Lancio un richiamo, e in meno che non si dica un centinaio di talpe si radunarono zampettando davanti a Cipollino.
— Dobbiamo scavare un'altra piccola galleria, — annuncio la Vecchia Talpa. — Questione di un quarto d'ora.
Le talpe non stettero nemmeno a pensarci, e si lanciarono nella direzione indicata. In pochi minuti la cella di Cipollone fu raggiunta. Cipollino vi balzo dentro per il primo; il suo babbo era la, sdraiato sul tavolaccio e delirava.
Fecero appena in tempo a farlo scendere nella galleria, mentre nelle celle irrompevano le guardie che stavano facendo il giro del carcere per cercare i prigionieri, non riuscendo a spiegarsi la loro scomparsa.

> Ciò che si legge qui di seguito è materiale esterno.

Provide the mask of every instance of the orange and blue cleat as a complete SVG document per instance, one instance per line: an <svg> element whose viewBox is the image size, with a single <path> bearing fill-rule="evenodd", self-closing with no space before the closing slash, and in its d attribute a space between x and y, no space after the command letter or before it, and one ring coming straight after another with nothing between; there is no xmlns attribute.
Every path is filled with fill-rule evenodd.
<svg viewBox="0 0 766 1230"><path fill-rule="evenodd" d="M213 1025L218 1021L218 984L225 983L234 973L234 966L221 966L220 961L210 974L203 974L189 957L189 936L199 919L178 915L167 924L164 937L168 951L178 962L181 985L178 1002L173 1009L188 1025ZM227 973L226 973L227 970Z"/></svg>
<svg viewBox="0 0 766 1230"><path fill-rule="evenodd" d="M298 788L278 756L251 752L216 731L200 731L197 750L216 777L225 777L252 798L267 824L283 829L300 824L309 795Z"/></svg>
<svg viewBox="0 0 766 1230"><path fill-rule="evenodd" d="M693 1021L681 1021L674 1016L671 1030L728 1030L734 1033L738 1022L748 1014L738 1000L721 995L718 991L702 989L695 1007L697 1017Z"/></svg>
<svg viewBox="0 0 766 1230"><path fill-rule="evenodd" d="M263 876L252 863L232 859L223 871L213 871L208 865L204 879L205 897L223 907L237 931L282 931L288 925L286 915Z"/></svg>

Quando si resero conto che i prigionieri erano fuggiti, pensarono spaventati alle terribili punizioni che avrebbero ricevute dal Principe e tutti d'accordo gettarono le armi e si infilarono a loro volta nella galleria scavata dalle talpe.
Giunti in aperta campagna, entrarono nelle case dei contadini, si spogliarono delle divise e indossarono abiti da lavoro.
Gettarono via anche i campanelli che avevano sul berretto: raccogliamoli noi, e diamoli ai bambini da giocare.
Come dite? Cipollino?
Ah, la Talpa e Cipollino, credendosi inseguiti dalle guardie, si erano allontanati per un'altra galleria, abbandonando il condotto che portava in campagna. Ecco perche le guardie non li avevano raggiunti.
«Ma adesso dove si trovano?». Pazienza, lo saprete.